# Worming a pot belly pig.....



## Christina's Dream

With what..... how much.....  and he is 8 weeks old...so do it now and how often???

Thanks


----------



## elevan

I only worm when a fecal warrants it.

Do you have a "positive" fecal?  What worms are you combating?


----------



## Christina's Dream

haven't done a fecal....someone just told me to do it, so I was asking.  And there isn't a vet with in an hour of here that will care for pigs......


----------



## elevan

Is there a dog vet that will do a fecal for you?  Seriously vets tick me off sometimes...a fecal is a fecal...doesn't matter what critter it is!  

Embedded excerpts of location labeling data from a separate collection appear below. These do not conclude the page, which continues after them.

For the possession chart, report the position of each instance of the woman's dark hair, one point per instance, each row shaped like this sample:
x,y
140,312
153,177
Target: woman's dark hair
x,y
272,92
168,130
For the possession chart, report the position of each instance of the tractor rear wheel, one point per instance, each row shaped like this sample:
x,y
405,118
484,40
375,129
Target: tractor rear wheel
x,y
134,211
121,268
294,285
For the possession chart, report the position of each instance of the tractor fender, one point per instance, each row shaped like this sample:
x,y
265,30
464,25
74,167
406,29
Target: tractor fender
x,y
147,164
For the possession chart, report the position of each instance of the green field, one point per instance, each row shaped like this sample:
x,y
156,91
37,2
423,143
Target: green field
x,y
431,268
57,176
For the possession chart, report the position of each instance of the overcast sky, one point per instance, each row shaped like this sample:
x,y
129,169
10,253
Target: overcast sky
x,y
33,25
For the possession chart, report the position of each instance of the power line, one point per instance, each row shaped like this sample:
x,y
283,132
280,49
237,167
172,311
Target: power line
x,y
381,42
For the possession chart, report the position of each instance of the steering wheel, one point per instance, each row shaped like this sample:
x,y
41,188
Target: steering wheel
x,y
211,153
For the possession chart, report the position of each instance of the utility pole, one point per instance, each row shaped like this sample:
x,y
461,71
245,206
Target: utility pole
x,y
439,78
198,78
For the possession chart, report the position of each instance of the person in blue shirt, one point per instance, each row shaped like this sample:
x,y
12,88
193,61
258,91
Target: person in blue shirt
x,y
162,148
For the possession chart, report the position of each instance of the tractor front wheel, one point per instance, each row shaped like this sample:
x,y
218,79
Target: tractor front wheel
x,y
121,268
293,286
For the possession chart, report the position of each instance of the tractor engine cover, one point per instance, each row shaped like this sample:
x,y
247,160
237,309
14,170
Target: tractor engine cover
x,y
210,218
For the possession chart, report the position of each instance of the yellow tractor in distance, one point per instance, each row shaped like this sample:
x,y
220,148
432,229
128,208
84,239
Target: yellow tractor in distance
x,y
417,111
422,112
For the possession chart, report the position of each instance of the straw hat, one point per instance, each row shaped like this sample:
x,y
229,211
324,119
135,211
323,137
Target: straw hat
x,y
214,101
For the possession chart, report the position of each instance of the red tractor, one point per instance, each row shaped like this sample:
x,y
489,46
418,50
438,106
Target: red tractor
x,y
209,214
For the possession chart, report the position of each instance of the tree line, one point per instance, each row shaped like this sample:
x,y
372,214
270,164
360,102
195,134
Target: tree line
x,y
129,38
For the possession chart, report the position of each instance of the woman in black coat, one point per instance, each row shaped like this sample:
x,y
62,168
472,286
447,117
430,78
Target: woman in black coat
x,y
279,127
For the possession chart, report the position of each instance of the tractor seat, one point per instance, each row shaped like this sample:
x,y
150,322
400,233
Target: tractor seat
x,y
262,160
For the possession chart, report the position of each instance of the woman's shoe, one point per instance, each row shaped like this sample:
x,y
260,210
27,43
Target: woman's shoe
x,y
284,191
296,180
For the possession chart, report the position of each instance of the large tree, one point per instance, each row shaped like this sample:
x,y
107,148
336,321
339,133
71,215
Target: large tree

Here are some resources for you:
http://www.hilltopanimalhospital.com/potbelliedpigs.htm
http://www.jefferslivestock.com/category.asp?camid=LIV&c=3400&c2c=ln
The Atgard would be a good all around dewormer for you to start with...but if you have a specific problem, you will need a fecal to know what you're dealing with so you can treat properly.  You could look into getting a mini-microscope and doing your own fecals.


----------



## Christina's Dream

Ummmm I only have 1 piggy so going to that extreem of doing my own fecals.....  Ummmm not likely going to happen.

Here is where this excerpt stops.